Nam June’s Spirit Was Speaking To Me

Nam June Paik in "Rameau's Nephew..."
film made by Michael Snow in 1974
Photo by Annette Michelson

Nam June’s Spirit Was Speaking To Me (2017/2022)
audio recordings, radio transmission, photos, text

Listen to the audio recordings HERE

Nam June’s Spirit Was Speaking to Me occurred purely by chance. In 2010, I was spending four days at Nam June Paik Art Center in South Korea for a series of performances and had plenty of free time to wander. The building was packed with Paik's artwork and related material. I have always felt a close kinship with him as an artist, and so it was a great opportunity to immerse myself in his works and ephemera.

It was that night I made the first contact, via a hand-held radio in a hotel room in Seoul. It was literally out of the blue. Scanning through the stations, I stumbled upon what sounded like a submerged voice and I began to record it in fascination. I concluded this was Paik's spirit reaching out to me.

The project continued to grow organically as I kept channeling Paik’s spirit over long distance and receiving cryptic broadcasts/messages. The series of séances, conducted in different cities across the globe, began in Seoul in 2010, and continued in Köln, Germany in 2012, Wrocław, Poland in 2013, and Lewisburg, USA in 2014. The original recordings were captured by the same radio which has a tape recorder, with almost no editing, save for some minimal slicing by an mastering.

Paik is known for his association with shamanism, a practice tha constantly surfaces in his works all through his career. In an interview, he stated “In Korea, diverse forms of shamanism are strongly remained. Even though I have created my work unconsciously, the most inspiring thing in my work came from Korean female shaman Mudang.” Paik himself was a master shaman and vividly used shaman rituals and symbols for staging his performances and installations.

These recordings also became a way for me to explore the mythic form of radio—a medium which is full of mysteries. The transmissions captured may be "secret broadcasts" on anonymous radio stations.
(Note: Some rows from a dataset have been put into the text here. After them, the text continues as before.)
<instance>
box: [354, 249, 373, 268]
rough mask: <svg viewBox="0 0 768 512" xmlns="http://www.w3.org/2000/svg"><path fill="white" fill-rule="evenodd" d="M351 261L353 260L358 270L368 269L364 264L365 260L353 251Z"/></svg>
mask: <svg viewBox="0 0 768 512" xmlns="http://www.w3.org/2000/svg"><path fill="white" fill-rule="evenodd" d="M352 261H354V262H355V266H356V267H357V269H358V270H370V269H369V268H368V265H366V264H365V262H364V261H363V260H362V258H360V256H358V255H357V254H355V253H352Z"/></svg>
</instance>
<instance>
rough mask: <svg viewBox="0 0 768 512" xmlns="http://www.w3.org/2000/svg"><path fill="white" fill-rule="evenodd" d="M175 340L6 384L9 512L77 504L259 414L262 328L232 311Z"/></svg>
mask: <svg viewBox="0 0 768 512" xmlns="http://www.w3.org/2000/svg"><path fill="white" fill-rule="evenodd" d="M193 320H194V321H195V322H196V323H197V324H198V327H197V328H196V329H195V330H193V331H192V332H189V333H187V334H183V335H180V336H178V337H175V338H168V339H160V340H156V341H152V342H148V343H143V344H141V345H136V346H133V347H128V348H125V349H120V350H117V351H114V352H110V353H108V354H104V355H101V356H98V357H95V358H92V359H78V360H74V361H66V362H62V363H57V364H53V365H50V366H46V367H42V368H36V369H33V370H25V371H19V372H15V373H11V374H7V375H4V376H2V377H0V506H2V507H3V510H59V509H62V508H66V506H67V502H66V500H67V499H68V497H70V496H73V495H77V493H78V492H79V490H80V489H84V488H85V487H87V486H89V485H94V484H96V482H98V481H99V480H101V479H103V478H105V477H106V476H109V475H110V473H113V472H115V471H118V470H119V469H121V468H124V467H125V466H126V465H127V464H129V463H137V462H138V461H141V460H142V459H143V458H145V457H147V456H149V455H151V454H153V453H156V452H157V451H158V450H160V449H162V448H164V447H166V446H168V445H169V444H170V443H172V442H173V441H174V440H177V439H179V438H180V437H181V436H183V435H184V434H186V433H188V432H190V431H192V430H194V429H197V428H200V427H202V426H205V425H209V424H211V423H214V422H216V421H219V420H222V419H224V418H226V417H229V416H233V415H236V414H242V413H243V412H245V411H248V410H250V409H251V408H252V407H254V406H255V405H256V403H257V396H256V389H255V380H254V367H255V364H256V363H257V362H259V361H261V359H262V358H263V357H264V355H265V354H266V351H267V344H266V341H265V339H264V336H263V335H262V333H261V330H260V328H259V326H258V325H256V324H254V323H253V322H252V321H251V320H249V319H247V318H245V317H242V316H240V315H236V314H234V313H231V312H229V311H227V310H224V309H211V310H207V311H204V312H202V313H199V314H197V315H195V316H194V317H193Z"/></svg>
There are in fact hundreds of those stations around the world, although the numbers dwindle as clandestine messages can now be sent via encrypted digital channels. Some of these stations were likely for military use or espionage or relics of the Cold War. But many others continue without apparent explanation. These are just some of the questions that remain unanswered.

Casa del Lago UNAM, México City
June 1 - August 30, 2023

Photos by Enrique Macías Martínez
Courtesy of Casa del Lago UNAM

Toronto Biennial of Art
March 26 ‒ June 5, 2022

Download the print ephemera HERE

Photos by Toni Hafkenscheid

Aki Onda’s practice communes not only with things—particularly what he calls “the rubble and ruin of old technologies”—but also with spirits. Nam June’s Spirit Was Speaking to Me is a project begun by chance. One evening during a residency in a suburb of Seoul in 2010, Aki was listening to a hand-held radio when he believed he intercepted a transmission by artist and composer Nam June Paik. For Aki, it was an invitation to begin to work together, to conjure new music via the radio waves. It made sense that Nam June chose that moment to communicate: at the time, Aki was immersed in the late artist’s artworks and archival materials in South Korea. Over the next few years, they continued their communications in different cities around the world, with recordings made in Cologne, Germany in 2012, Wrocław, Poland in 2013, Lewisburg, USA in 2014, and Toronto in 2022.

Nam June frequently cited traditional belief systems and symbols in his work. Invested in the transformative potential of ceremony and ritual, these became the ideological and spiritual basis to stage his installations and performances. Imprecisely called “shamanism” in English (each of these ceremonies and practices has its own specific name), for Nam June, these traditions were a way to frame his collaborations with new media: televisions, projectors, tube amplifiers, film, video, and so on. For Nam June, technology had a spirit that could be conjured through such actions as generating a wavering spectre of light from a TV screen by the force of a strong magnet or creating a strange cello from a stack of monitors, complete with a base and a wooden neck, played by a single amplified string. Aki carries on this tradition in his own work, collaborating both with the spirits of old technologies and the spirits of his mentors.

Music also links the two artists. Nam June began his career as a classical pianist and only began creating art after studying musicology, in particular Arnold Schoenberg and the twelve-tone technique. Shortly after, as part of what Nam June came to call “action music,” he jumped up from the crowd and cut off John Cage’s tie mid-performance. In doing so, he ruptured the presumed boundary between audience and performer. Aki’s work takes this further by positing that the “performer” need not be human, and the audience is found not only among the living but also with the spirit of the dead. In this way, media is never truly obsolete—it simply communicates otherwise.

Text by Candice Hopkins 

This iteration is a part of an installation commissioned by Toronto Biennial of Art. Original recordings were commissioned by documenta 14 Every Time A Ear di Soun, 2017. Made possible with the generous support of the Japan Foundation.